Hanya dengan akal yang sehatlah manusia tetap memiliki rasa malu, dan rasa malulah yang menjadi benteng utama guna menghindari diri dari perbuatan keji dan munkar. Namun, bila rasa malu telah hilang, yang salah satunya disebabkan karena mabuk, manusiapun telah hilang kemanusiaannya. Akhirnya, perbuatan senista dan sekeji apapun dapat ia lakukan. Hal ini sesuai dengan sabda Rasulullah Saw,” Jika engkau telah kehilangan rasa malu, maka berbuatlah sesukamu.” (HR. Bukhari).
Hilangnya akal, yang salah satunya disebabkan karena mabuk, adalah pintu gerbang semua kejahatan. Abu Dardâ’ berkata bahwa Rasulullah berwasiat,” Janganlah meminum khamr, karena ia adalah kunci dari semua kejahatan.” (HR. Ibnu Majah)
Bahkan lebih tajam lagi, Rasulullah SAW. bersabda,”Tidaklah seorang itu meminum khamr, ketika ia meminumnya, padahal ia dalam keadaan beriman.” (HR. Bukhari & Muslim).

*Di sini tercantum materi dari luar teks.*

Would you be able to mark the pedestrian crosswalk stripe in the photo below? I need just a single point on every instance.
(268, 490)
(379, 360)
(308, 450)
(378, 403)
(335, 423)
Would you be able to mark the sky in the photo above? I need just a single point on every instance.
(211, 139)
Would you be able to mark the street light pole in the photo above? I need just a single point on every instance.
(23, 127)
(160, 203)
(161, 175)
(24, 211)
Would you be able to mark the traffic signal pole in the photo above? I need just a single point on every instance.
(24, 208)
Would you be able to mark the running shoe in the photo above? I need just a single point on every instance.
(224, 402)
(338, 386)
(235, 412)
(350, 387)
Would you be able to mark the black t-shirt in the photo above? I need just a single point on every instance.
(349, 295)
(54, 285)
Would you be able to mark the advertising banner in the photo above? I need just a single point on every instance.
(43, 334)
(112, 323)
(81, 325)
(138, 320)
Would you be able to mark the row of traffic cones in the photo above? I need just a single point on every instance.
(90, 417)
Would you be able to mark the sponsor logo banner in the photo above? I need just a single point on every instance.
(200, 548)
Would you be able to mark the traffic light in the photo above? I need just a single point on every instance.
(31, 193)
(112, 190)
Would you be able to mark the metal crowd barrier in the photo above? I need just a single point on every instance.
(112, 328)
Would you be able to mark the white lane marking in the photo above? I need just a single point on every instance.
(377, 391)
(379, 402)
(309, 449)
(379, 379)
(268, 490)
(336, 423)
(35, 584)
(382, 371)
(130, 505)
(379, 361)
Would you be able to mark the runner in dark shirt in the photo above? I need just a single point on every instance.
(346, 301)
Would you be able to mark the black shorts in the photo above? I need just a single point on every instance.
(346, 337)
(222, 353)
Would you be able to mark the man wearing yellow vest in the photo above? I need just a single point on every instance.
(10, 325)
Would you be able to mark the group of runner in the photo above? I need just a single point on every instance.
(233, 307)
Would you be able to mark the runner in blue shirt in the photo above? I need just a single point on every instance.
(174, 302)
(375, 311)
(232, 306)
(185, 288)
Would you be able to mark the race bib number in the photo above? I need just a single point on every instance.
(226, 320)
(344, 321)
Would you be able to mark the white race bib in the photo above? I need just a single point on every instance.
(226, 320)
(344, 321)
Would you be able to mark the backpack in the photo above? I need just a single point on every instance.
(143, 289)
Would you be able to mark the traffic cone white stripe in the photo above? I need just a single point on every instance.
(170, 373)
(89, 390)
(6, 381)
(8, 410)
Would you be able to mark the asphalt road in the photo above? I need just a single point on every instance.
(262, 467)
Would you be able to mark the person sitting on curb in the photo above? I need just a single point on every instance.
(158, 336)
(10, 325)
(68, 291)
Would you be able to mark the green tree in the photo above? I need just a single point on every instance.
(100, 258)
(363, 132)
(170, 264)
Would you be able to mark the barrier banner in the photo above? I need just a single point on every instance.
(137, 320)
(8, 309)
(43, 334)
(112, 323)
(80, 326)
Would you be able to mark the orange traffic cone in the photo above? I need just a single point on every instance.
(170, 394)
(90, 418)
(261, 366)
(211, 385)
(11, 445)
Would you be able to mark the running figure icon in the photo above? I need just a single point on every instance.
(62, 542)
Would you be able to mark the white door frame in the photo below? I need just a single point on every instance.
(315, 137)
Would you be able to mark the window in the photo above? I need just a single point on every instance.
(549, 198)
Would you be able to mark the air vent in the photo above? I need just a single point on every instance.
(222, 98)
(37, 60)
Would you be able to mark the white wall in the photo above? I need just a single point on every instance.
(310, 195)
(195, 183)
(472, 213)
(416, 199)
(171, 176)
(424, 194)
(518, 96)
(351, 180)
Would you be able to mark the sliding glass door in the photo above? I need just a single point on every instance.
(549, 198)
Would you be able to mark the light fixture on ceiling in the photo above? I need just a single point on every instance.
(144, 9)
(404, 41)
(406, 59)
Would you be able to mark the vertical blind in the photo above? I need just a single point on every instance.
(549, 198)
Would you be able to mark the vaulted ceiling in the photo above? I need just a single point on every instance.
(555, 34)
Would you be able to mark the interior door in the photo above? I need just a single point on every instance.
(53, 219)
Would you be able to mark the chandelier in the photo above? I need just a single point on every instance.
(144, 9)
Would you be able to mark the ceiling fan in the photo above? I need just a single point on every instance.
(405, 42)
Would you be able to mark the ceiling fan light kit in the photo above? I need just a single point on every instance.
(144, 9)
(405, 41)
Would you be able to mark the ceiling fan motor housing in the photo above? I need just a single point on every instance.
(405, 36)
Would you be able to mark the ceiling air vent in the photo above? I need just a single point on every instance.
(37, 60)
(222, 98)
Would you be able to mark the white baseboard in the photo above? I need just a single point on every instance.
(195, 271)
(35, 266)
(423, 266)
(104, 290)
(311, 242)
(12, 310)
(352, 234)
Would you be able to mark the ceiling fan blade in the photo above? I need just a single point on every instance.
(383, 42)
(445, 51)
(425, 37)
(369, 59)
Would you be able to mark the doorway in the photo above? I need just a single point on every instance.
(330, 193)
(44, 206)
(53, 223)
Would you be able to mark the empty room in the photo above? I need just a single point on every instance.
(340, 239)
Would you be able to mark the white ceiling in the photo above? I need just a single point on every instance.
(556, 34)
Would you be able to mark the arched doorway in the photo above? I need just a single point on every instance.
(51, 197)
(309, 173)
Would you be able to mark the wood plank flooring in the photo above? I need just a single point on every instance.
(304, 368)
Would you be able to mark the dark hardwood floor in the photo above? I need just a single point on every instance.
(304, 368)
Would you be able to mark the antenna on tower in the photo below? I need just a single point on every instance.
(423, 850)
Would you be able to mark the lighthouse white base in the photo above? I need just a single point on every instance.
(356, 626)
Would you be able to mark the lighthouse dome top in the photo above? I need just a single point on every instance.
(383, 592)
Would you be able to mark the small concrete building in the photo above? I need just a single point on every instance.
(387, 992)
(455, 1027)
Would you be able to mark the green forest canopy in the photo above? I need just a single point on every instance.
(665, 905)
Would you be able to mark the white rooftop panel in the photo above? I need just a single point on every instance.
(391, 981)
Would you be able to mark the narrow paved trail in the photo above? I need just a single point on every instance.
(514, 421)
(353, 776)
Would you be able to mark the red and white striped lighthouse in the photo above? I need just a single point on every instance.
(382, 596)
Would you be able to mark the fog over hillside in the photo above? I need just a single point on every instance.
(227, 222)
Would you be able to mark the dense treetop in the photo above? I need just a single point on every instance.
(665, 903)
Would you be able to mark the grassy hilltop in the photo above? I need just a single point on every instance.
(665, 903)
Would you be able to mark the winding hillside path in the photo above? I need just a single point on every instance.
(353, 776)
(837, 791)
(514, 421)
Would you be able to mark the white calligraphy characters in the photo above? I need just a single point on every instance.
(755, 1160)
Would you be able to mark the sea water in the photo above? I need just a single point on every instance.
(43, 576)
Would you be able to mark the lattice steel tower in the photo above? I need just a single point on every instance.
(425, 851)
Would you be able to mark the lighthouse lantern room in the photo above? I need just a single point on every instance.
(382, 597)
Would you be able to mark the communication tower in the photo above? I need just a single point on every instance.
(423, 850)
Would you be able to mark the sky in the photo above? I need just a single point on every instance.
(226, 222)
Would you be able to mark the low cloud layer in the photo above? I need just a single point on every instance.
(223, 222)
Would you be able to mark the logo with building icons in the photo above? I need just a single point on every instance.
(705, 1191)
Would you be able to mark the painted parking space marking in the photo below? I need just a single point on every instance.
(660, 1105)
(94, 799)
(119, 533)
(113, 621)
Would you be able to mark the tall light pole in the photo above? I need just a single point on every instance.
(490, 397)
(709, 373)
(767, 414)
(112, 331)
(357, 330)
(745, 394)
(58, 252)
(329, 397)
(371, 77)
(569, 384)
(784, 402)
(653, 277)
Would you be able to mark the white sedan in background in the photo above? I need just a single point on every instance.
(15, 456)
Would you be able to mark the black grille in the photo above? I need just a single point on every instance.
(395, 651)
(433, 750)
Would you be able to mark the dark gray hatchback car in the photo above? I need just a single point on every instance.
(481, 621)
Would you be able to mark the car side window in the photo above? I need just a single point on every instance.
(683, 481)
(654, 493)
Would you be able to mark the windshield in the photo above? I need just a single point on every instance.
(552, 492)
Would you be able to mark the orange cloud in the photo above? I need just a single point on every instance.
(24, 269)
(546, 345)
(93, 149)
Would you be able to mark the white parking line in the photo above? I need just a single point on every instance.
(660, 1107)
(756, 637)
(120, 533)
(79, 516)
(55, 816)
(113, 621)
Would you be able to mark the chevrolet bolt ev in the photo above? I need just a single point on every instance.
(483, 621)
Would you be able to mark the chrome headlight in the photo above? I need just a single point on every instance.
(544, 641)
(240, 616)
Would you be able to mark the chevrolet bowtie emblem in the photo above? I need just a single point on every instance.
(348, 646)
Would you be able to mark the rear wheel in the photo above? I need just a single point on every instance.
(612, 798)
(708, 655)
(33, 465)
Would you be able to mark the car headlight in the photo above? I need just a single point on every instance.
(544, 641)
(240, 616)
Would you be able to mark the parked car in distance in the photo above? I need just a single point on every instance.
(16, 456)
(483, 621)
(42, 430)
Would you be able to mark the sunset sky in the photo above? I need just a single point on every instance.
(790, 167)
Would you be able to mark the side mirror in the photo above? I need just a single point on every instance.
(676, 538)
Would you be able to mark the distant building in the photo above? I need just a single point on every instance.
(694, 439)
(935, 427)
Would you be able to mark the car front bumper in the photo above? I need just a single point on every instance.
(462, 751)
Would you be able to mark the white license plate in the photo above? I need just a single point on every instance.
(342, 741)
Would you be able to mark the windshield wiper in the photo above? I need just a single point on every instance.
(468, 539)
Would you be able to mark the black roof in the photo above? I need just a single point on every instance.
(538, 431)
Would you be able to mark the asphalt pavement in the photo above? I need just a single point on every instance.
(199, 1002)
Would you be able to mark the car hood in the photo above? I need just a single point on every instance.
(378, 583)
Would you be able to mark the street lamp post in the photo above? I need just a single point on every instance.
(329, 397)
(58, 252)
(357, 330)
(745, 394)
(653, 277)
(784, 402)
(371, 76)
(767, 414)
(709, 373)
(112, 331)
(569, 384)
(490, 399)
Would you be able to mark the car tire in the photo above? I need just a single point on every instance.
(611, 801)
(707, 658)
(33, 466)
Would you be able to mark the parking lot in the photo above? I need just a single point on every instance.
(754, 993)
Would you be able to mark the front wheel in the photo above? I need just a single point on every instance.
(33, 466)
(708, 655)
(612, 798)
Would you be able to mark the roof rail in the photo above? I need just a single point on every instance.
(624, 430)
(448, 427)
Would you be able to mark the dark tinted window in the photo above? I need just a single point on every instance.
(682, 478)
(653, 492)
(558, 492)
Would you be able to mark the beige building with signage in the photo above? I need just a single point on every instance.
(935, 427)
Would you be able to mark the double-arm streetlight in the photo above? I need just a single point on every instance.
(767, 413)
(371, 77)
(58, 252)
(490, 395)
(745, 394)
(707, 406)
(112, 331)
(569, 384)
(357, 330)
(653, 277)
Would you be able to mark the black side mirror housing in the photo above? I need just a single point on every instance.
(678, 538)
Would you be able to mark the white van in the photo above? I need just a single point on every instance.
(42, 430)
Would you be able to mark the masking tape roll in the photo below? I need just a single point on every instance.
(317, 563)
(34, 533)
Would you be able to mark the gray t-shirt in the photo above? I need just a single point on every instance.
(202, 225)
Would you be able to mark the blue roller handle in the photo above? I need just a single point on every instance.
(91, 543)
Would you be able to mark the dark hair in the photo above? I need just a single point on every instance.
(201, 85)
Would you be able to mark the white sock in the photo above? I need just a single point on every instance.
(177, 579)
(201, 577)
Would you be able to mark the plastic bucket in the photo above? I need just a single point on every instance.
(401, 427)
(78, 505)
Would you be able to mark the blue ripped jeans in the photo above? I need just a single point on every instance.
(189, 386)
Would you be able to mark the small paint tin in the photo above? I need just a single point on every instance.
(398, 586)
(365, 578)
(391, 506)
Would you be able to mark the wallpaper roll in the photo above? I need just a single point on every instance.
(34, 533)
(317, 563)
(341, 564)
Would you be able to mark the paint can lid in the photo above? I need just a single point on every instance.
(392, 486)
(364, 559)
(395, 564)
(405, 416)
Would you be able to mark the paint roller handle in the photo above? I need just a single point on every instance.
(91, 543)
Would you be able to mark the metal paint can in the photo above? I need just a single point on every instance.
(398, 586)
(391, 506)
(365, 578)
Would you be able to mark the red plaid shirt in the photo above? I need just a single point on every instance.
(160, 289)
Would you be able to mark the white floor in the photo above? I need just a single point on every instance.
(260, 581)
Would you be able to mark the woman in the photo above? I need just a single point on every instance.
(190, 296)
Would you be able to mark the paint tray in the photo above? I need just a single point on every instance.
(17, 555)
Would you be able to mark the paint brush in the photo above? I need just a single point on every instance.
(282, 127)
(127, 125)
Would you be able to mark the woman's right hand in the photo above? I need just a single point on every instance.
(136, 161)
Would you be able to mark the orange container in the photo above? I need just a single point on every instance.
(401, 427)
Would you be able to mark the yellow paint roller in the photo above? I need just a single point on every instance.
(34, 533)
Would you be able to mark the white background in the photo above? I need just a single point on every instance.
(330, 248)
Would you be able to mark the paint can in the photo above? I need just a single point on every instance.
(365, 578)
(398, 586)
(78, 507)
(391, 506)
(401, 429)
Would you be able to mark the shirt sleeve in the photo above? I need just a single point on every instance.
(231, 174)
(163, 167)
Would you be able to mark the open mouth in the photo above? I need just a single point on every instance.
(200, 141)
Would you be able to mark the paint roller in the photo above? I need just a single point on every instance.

Maka, Wahai para orang tua, jaga dan jauhkanlah keluarga kita dari jangkauan miras (juga narkoba). Wahai para guru dan ulama, terus tegaskan sikap penolakan kita terhadap miras.. Wahai para pemimpin dan pemangku kebijakan, jangan pernah membuat aturan atau kebijakan apapun yang memuat legalisasi miras, apapun bentuknya. Ingat…legalisasi miras jelas bertentangan dengan spirit keagamaan yang termuat dalam sila pertama Pancasila, bertentangan dengan keadaban manusia yang termuat dalam sila kedua Pancasila, dan seterusnya. Jangan khianati agama! Jangan khianati Pancasila!
Semoga, diri kita, keluarga kita, lingkungan kita, dan bangsa kita dapat terhindar dari laknat Allah SWT.